There is another selling point that can not be ignored, that is being close to nature. Garden is the most frequently used word whether in the name of projects or in the advertising. ‘Spring Garden’, ‘Lake View Garden’, ‘City Garden’, ‘Nine Scenery Garden’, ‘East Splendid Park’, ‘Crown Garden’, etc. Houses are usually beautifully portrayed with blue sky, clean water, lovely birds and green gardens. Those advertising are designed to cater for the urban middle class’s desire of being far away from the noisy city and growing thirst of a peaceful life.
To sum up, the real estate advertising in Ningbo clearly conveyed three distinct aspects of middle class culture: longing for a classy lifestyle, western worship and a desire for nature. On the one hand, the middle class are eager to demonstrate their social status by consuming a decent house. On the other hand, they also want to be distinguished from the affluent class which usually being considered as with less education and taste. They are eager for a top class life without having a clear concept of what a top class life really is. Then numerous advertising keep telling them what the top class life should be by creating a utopian world.
Liauw, L 2008, ‘Leaping forward, getting rich gloriously, and letting a hundred cities bloom’, in L Liauw (eds), New urban China, Wiley, London, pp. 6-15.

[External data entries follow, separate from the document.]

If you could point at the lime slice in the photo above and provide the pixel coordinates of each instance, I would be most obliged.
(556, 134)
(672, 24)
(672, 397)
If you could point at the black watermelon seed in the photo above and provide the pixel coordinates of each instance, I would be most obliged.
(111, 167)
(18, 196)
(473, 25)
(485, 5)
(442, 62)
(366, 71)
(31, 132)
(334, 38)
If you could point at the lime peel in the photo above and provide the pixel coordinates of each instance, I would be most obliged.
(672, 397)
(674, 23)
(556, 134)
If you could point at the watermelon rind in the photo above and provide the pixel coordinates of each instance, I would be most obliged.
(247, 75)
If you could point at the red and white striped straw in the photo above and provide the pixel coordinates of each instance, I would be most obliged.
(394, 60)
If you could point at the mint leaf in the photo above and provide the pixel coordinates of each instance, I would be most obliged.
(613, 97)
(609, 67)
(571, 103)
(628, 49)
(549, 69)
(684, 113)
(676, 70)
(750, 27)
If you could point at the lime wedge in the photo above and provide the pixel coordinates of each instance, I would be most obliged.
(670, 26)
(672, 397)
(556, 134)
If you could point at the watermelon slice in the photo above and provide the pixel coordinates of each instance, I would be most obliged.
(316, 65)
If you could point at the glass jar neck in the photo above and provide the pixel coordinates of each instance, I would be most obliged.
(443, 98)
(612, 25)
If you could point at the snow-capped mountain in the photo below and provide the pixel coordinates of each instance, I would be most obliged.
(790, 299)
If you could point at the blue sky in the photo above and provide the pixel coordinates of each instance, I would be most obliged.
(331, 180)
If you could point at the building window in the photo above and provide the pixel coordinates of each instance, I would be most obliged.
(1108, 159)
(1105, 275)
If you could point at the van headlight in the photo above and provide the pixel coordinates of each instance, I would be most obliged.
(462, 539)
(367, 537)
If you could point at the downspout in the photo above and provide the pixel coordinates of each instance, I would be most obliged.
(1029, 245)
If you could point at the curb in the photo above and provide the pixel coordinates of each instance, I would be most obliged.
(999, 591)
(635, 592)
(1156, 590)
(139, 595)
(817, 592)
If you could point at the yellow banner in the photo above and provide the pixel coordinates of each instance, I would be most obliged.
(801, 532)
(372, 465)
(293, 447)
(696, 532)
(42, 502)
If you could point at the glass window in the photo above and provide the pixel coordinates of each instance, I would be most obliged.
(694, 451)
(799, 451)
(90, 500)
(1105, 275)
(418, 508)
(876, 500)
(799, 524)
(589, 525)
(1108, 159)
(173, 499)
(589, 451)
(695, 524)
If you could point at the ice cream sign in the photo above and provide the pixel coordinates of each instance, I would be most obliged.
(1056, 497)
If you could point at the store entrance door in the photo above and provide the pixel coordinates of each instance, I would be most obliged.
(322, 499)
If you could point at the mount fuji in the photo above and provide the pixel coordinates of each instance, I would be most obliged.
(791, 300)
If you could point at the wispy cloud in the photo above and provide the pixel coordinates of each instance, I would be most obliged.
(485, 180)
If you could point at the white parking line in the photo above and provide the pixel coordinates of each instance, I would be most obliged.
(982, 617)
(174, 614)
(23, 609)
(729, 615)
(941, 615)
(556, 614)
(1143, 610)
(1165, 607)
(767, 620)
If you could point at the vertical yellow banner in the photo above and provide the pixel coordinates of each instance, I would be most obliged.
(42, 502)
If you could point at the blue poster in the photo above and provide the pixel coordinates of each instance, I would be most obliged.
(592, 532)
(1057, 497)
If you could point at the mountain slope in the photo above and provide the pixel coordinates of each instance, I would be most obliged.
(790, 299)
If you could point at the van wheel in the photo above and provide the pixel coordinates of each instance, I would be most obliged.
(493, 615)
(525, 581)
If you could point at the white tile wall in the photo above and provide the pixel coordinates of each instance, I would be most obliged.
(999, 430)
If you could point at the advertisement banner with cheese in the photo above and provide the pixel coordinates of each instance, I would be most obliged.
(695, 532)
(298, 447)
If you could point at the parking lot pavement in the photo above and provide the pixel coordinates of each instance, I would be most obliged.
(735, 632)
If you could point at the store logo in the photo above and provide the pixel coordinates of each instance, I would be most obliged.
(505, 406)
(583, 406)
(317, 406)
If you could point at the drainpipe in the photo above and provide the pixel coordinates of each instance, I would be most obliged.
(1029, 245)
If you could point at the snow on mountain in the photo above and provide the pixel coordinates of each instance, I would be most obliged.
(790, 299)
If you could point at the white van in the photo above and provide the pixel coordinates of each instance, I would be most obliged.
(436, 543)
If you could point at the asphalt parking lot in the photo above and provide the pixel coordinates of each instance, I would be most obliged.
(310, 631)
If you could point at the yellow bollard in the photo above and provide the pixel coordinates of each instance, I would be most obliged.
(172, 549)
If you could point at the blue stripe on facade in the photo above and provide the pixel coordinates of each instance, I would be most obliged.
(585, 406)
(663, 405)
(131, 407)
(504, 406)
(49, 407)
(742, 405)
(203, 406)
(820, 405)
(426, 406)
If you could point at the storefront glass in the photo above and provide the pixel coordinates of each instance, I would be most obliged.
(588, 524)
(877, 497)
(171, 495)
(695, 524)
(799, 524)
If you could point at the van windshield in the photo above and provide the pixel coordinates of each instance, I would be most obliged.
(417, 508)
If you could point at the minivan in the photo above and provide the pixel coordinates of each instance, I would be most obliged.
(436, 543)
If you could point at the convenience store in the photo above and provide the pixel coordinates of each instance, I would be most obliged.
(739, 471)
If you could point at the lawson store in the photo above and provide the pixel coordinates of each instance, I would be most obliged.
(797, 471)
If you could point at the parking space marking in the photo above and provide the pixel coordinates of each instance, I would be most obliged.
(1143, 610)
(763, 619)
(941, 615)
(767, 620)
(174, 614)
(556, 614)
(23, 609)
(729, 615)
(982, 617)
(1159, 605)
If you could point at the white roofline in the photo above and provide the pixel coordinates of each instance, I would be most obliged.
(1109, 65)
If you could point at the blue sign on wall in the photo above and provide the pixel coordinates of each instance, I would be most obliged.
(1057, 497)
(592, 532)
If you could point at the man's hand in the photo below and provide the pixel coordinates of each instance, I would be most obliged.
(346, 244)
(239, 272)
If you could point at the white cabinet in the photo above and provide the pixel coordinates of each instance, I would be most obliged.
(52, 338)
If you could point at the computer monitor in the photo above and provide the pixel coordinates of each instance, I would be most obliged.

Zhang, J 2008, ‘Urbanization in China in the age of reform’, in L Liauw (eds), New urban China, Wiley, London, pp. 32-35.
Zhang, L 2008, ‘Private Homes, Distinct Lifestyles: Performing a New Middle Class’, in L Zhang & A Ong (eds) Privatizing China: Socialism from Afar, Cornell University Press, Ithaca, pp. 23-40.
Zhou, R 2008, ‘Leaving utopian China’, in L Liauw (eds), New urban China, Wiley, London, pp. 36-39.